A solar inverter has the important job of converting the direct current that solar modules generate into alternating current, which makes it usable to the public power grid. This makes it an integral part of the photovoltaic system, because converting the power is what makes it possible to operate electronic devices using solar energy. Inverters have an input side (for direct current, abbreviation: DC) containing one or more DC actuators with MPP trackers, all controlled by a microprocessor. The actual conversion of the energy (into alternating current, or AC for short) takes place in the next stage, after which it is passed to the output side. From there, it is fed into the power grid. There are several different types of inverters. We’ve provided a brief explanation of each below.

Solar inverters: Models and versions

Inverters for photovoltaic systems must meet a number of requirements if they are to pay off over the long term. Modern models adjust quickly and flexibly to the amount of solar power generated, e.g., to shifting weather or cloud coverage. A good solar inverter will offer maximum efficiency on both high and low input voltages. As such, different inverters have different properties depending on the size and location of the photovoltaic system. No matter what, the inverter should always be tailored professionally and precisely to the photovoltaic system.

Micro inverters

This type of solar inverter is connected directly to the corresponding solar module. In other words, each solar module has its own inverter. Micro inverters are mainly used with small solar plants or in setups involving modules with different orientations.

String inverters

As the name suggests, this setup involves 'stringing' several solar modules together. So string inverters are used to connect a whole series of photovoltaic modules to the public power grid. This setup has become very popular because it can be used in a wide range of applications and offers good value for money. String inverters are suitable for both small household systems and large open-area systems.

Battery inverters

Battery inverters allow solar plants to be combined with a storage system; they intelligently control the charging and discharging of the solar battery.

Hybrid inverters

Hybrid inverters, a combination photovoltaic and battery inverters are currently the talk of the town. They combine two units into one, saving space and costs. Many of them also offer an emergency power option.

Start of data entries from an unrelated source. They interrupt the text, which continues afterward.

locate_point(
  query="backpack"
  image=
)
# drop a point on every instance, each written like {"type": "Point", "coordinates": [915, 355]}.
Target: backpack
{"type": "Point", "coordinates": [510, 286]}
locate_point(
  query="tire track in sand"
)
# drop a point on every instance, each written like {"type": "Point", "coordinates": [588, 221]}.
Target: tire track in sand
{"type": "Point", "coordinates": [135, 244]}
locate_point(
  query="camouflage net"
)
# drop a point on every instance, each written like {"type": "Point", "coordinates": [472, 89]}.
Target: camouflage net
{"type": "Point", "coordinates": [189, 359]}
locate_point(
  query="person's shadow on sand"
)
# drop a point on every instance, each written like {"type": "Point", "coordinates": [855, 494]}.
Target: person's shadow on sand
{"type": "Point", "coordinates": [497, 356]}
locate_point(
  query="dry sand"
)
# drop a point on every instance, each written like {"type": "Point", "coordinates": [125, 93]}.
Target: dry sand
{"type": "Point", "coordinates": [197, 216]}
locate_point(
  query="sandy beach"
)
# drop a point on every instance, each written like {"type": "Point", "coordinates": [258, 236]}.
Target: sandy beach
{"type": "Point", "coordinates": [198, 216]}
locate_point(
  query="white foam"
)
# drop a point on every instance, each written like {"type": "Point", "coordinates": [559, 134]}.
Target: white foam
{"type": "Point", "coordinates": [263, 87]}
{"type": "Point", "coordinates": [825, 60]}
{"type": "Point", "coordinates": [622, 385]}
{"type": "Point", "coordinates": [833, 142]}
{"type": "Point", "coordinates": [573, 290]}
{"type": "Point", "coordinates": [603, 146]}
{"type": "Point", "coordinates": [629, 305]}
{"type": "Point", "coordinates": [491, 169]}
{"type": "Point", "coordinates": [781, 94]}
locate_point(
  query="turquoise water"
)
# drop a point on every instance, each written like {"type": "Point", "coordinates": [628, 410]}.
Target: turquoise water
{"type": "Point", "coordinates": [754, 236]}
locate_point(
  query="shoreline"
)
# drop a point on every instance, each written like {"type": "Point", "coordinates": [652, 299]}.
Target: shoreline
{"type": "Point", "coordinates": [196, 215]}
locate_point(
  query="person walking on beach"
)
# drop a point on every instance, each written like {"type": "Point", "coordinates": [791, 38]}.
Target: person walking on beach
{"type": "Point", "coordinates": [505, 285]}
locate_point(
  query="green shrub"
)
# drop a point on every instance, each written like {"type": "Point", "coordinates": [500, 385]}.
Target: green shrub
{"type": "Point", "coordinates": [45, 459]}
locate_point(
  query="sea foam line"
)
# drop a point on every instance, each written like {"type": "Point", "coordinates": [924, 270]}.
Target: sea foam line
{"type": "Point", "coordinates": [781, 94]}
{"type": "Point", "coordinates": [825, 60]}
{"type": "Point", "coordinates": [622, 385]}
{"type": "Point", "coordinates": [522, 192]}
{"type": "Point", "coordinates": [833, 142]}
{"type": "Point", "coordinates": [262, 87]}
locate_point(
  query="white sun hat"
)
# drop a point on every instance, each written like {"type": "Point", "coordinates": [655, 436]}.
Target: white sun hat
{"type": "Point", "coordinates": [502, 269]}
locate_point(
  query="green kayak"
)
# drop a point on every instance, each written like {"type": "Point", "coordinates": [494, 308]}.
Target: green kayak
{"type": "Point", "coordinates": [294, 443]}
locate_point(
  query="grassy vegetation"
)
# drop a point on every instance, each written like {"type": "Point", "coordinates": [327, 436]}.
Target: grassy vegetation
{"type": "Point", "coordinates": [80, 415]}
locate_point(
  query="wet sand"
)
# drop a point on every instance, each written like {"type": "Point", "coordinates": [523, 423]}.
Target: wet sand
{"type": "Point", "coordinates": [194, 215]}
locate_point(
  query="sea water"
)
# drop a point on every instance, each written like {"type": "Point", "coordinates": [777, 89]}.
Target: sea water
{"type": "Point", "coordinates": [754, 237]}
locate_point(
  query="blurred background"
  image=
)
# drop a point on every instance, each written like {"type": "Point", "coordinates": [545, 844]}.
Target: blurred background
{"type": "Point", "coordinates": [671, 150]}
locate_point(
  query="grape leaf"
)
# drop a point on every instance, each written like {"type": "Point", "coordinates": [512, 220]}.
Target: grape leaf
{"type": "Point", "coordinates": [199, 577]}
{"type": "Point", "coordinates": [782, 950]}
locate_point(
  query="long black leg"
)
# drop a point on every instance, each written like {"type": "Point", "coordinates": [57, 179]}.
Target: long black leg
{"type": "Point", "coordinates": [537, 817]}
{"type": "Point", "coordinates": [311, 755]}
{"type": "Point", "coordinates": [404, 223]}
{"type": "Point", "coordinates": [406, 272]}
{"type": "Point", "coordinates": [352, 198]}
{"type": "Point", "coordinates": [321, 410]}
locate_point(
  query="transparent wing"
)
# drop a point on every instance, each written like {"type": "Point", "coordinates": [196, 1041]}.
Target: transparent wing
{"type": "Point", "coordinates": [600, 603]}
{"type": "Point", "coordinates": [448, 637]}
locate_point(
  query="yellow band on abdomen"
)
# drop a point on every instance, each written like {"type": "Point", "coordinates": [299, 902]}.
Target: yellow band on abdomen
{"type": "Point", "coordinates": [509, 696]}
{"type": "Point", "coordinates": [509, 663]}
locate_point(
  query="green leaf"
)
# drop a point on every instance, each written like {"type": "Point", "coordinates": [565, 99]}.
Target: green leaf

Solar inverters and MPP tracking

When you’re searching for a powerful solar inverter, you’re bound to come across the words “MPP tracking” eventually. The MPP, or maximum power point, is the point at which the solar module offers maximum performance. Where that point is depends on factors like solar radiation levels, temperature and the individual properties of the solar module. MPP tracking is about continuously recording the PV module’s performance and adapting to current conditions, so that the system is always producing as much energy as possible. It is regulated by a microcontroller that has a previously defined target value stored. Since MPP tracking is so important on photovoltaic systems, modern solar inverters often have more than one MPP tracker.

Solar inverters and their efficiency

Solar inverter efficiency is of central importance to photovoltaic systems. It reflects the overall system’s maximum energy conversion and has a major impact on yield—and thus on cost-effectiveness. How efficient a solar inverter is depends on a variety of factors, such as solar radiation, PV system location and site configuration. As such, any given solar inverter will not always deliver its maximum performance; in fact, the same inverter might offer very different efficiency levels from one location to another. In light of this, the “European efficiency ratio” was introduced several years ago to allow comparisons among inverters. This ratio represents the average of the efficiency levels at different partial outputs (5, 10, 20, 30, 50 and 100 percent of maximum output). Values are weighted to account for average fluctuations in European temperatures and weather.

Where are solar inverters connected?

Several factors play a role when choosing the ideal solar inverter placement. In principle, the inverter needs to be protected from wind and weather, which is why it is best to install them indoors (e.g., in the basement or the garage). There are additional specifications to keep in mind, however. Ambient temperature, for example, is an essential consideration: when energy is converted from direct to alternating current, some of it is lost to the environment in the form of heat. In rooms that are too warm, this heat may not properly dissipate into the air. Such high temperatures can reduce the service life of the device and its electrical components. Insufficient ceiling clearance or distance to other inverters can also impede heat dissipation. Prescribed minimum distances are intended to ensure safe operation of the devices. Another factor to consider is the level of noise generated during transformation. Although modern solar inverters generally operate very quietly, humming and clicking sounds may occur during high-capacity periods. As such, it is advisable to avoid placing the device in the immediate vicinity of living areas. Last but not least: The distance to the feed-in meter is especially important on string inverters. In principle, inverters should only be installed by qualified experts.